DALLA PARTE DEGLI ATA | Nuovo incontro al MIUR.
La Uil chiede un diverso impegno del ministero per risolvere i problemi del suo personale. A nulla valgono azioni divisive che complicano i problemi e creano sfiducia.
Il 5 aprile 2017 presso il MIUR è proseguito il confronto dei sindacati con i rappresentanti de Dipartimento istruzione e formazione con la presenza del Direttore delle risorse umane e finanziarie, sulle questioni del personale Ata. Per la Uil Scuola ha partecipato Antonello Lacchei.
I rappresentanti del MIUR hanno riferito rispetto ad alcuni punti critici presentati nell’incontro precedente ed hanno dato una serie di informative sulle attività del ministero a sostegno della gestione amministrativo contabile delle scuole.

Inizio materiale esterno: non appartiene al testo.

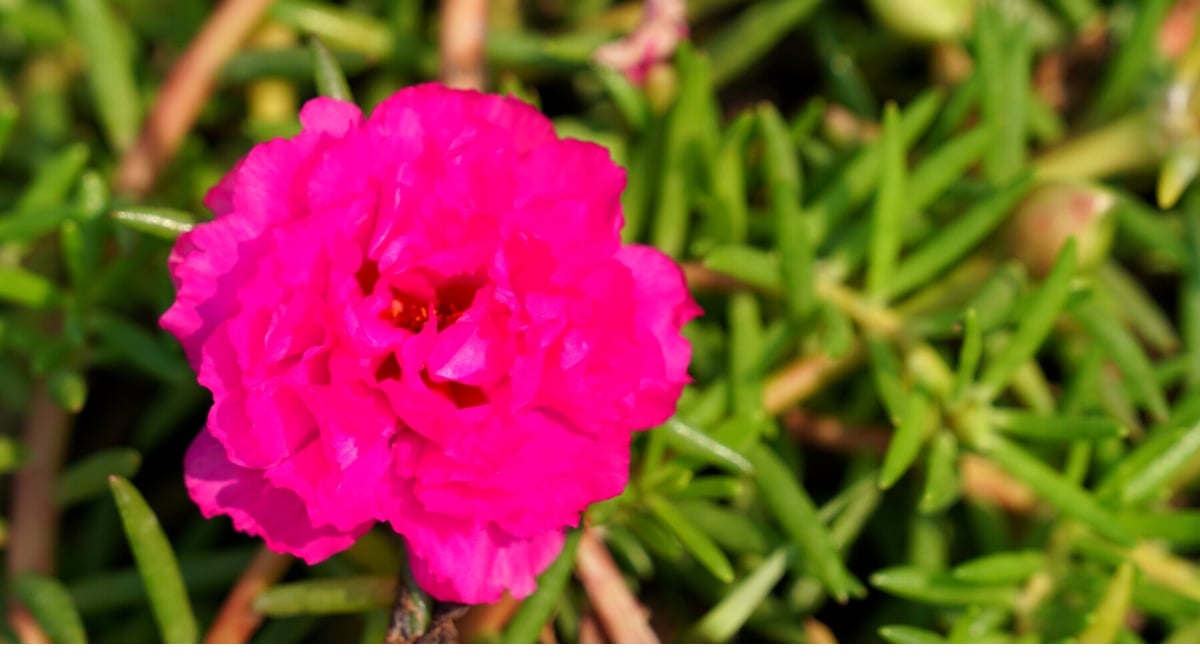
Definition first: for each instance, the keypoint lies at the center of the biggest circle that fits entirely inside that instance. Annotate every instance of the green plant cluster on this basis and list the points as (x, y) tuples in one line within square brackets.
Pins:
[(919, 413)]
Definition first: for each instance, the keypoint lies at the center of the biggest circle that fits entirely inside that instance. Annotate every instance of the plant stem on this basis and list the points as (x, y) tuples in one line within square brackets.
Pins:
[(623, 618), (463, 34), (1126, 144), (35, 517), (238, 620), (185, 91)]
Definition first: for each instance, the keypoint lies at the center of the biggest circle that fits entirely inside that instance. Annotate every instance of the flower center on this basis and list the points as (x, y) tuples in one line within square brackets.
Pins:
[(412, 312)]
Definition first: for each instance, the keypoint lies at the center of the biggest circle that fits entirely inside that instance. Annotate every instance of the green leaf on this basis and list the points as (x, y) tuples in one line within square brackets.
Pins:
[(537, 610), (970, 355), (1055, 427), (30, 224), (886, 371), (1180, 528), (940, 588), (910, 635), (156, 564), (625, 547), (628, 98), (204, 574), (9, 115), (941, 474), (693, 539), (1133, 61), (748, 264), (11, 456), (165, 223), (724, 620), (1003, 53), (51, 605), (342, 595), (1109, 617), (694, 442), (69, 390), (797, 515), (1140, 310), (27, 288), (759, 28), (328, 73), (744, 348), (731, 529), (1035, 326), (340, 28), (109, 70), (946, 166), (792, 234), (891, 208), (1011, 568), (89, 476), (1055, 490), (858, 179), (948, 246), (1146, 473), (135, 346), (730, 212), (1127, 354), (909, 437)]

Per la UIL la distanza delle soluzioni dalle esigenze delle scuole e la dilatazione dei tempi per le risposte mal si coniuga con i proclami di efficentamento del sistema scolastico. E’ ora di cambiare passo e di considerare tutto il personale scolastico come attore fondamentale dei processi di attuazione dell’autonomia scolastica. Non si comprendono divisioni e disparità di trattamento all’interno dello stesso comparto per lavoratori impegnati ogni giorno nel difficile compito educativo. Un solo esempio: l’esclusione degli ata e dei dirigenti dall’ingresso gratuito nei musei e nel luoghi della cultura non trova alcuna giustificazione se sono parte attiva e diretta della comunità educativa che si crea all’interno di ciascuna scuola. Come non trovano giustificazione tante altre azioni divisive che l’amministrazione mette in campo che non aiutano affatto a risolvere i problemi alimentando all’infinito tentazioni corporativistiche.